High-quality passive facial performance capture using anchor frames

T. Beeler, F. Hahn, D. Bradley, B. Bickel, P. Beardsley, C. Gotsman, M. Gross

Proceedings of ACM SIGGRAPH (Vancouver, Canada, August 7-11, 2011), ACM Transactions on Graphics, vol. 30, no. 4, pp. 75:1-75:10

Abstract

We present a new technique for passive and markerless facial performance capture based on anchor frames. Our method starts with high resolution per-frame geometry acquisition using state-of-the-art stereo reconstruction, and proceeds to establish a single triangle mesh that is propagated through the entire performance. Leveraging the fact that facial performances often contain repetitive subsequences, we identify anchor frames as those which contain similar facial expressions to a manually chosen reference expression. Anchor frames are automatically computed over one or even multiple performances. We introduce a robust image-space tracking method that computes pixel matches directly from the reference frame to all anchor frames, and thereby to the remaining frames in the sequence via sequential matching.
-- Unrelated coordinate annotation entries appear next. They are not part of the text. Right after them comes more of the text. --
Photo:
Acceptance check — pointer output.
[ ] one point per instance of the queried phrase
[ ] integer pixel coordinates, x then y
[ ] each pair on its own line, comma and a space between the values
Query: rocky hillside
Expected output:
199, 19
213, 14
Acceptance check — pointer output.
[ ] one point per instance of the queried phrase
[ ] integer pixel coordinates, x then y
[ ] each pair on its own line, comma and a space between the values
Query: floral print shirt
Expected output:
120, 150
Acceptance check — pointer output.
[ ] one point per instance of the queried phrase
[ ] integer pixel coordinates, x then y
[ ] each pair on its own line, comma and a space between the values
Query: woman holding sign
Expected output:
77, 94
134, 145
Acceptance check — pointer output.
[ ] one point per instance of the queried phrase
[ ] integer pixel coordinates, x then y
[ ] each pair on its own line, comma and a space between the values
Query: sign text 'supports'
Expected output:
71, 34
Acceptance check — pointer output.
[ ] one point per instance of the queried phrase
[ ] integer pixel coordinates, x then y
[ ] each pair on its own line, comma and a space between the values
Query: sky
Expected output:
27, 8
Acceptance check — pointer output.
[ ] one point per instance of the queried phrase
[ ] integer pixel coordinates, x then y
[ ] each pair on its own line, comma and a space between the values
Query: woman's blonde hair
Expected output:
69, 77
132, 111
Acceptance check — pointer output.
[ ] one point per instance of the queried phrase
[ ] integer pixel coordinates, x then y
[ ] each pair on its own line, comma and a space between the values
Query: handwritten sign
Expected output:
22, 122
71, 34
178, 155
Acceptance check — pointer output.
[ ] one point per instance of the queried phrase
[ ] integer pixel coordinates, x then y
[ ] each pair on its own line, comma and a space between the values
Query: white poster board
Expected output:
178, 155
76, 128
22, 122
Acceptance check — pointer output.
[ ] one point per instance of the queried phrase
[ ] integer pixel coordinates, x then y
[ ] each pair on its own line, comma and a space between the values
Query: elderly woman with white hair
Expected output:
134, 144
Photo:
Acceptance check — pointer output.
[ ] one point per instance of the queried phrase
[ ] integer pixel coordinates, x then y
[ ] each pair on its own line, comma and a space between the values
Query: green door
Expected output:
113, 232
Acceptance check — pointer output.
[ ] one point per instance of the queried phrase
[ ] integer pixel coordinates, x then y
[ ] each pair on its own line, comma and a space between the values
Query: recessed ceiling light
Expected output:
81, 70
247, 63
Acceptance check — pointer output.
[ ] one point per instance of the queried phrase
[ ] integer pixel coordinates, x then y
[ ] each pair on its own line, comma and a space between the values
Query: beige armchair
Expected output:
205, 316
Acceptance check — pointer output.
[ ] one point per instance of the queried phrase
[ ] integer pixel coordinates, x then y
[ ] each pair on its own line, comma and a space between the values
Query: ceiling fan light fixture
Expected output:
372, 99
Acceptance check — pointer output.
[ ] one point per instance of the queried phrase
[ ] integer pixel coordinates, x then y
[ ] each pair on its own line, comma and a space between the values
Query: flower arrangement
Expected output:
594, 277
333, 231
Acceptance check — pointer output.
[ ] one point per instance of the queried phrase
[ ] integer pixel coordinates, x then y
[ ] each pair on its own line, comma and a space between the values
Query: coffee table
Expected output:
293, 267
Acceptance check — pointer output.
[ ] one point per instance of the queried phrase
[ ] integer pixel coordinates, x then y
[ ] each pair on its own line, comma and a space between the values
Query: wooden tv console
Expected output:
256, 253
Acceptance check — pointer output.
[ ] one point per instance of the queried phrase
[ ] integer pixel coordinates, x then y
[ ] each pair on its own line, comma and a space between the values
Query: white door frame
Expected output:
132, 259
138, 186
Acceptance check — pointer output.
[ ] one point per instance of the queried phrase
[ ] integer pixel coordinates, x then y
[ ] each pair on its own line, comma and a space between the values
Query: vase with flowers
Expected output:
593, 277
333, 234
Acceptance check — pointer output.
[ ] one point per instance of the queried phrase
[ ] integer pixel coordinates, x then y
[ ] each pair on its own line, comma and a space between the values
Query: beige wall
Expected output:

This allows us to propagate one reconstructed frame to an entire sequence in parallel, in contrast to previous sequential methods. Our anchored reconstruction approach also limits tracker drift and robustly handles occlusions and motion blur. The parallel tracking and mesh propagation offer low computation times. Our technique will even automatically match anchor frames across different sequences captured on different occasions, propagating a single mesh to all performances.

Sample Dataset

We provide a sample dataset for research purposes.

What the archive contains
The archive contains the captured image data, calibrated cameras as well as the reconstructed per frame meshes. These meshes are in full vertex correspondence. The sequence consists of 346 frames captured at 42 fps.
The file structure is:

cameras

cam0.cam
cam1.cam
...

data

cam1

17843_imgxxx.bmp
...

cam2

DISCLAIMER.txt
INFO.txt
meshes

17843_imgxxx.ply
...

videos

darthMaul.mp4
geometry.mp4
sideBySide.mp4

The file formats

Images
The images are provided in 8bit RGB bmp format. These are the original images used by our algorithm.

Reconstructed Geometry
The format of the reconstructed geometry is ply. It is a single mesh per frame. All meshes are in full vertex correspondence, so the indices are replicated per mesh. The meshes can be read and converted with Meshlab.

Cameras
The camera format is our own. It consists of two lines; a header and the actual parameters. The header describes the content of the parameters, possible values are:

Property		Description
name		Name of the camera
fx,fy		Focal length
cx,cy		Principal point
alpha		Skew
nx,ny		Image size
k1..k5		Distortion parameters as described by Bouguet
tx,ty,tz		Extrinsic translation
rx,ry,rz		Extrinsic rotation (given in Rodrigues notation)
zn,zf		Near and far planes of the working volume

Obtaining the data

The human face is very personal and we decided thus not to publish the data online. On the other hand, high quality reconstruction data is very valuable to many researchers. As a compromise we offer to send the data directly to approved researchers. To request the data, please send an email to dbeeler at inf dot ethz dot ch stating

your name, title or position, and institution or affiliation
your intended use of the images and/or reconstructed geometry
a statement saying that you accept the following terms of licensing (please copy the licensing text into your email):
The rights to copy, distribute, and use the 3D computer models and image data (henceforth called "data") you are being given access to are under the control of Markus Gross, director of the Computer Graphics Lab, ETH Zurich. You are hereby given permission to copy this data in electronic or hardcopy form for your own scientific use and to distribute it for scientific use to colleagues within your research group. Inclusion of rendered images or video made from this data in a scholarly publication (printed or electronic) is also permitted. In this case, credit must be given to the publication: High-quality passive facial performance capture using anchor frames. However, the data may not be included in the electronic version of a publication, nor placed on the Internet. These restrictions apply to any representations (other than images or video) derived from the data, including but not limited to simplifications, remeshings, and the fitting of smooth surfaces. The making of physical replicas this data is also prohibited, and the data may not be distributed to students - also not in connection with a class. For any other use, including distribution outside your research group, written permission is required from Markus Gross. Any commercial use also requires written permission from Markus Gross. Commercial use includes but is not limited to sale of the data, derivatives, replicas, images, or video, inclusion in a product for sale, or inclusion in advertisements (printed or electronic), on commercially-oriented web sites, or in trade shows.

Inappropriate use

Please remember that faces are of very personal nature. Keep your renderings and other uses of the data in good taste. Don't put the faces in degrading or tasteless context and don't simulate nasty things happening to them (like breaking, exploding, melting, etc.). Choose another model for these sorts of experiments. Also, exercise reasonable caution to prevent the data from wandering beyond your research group.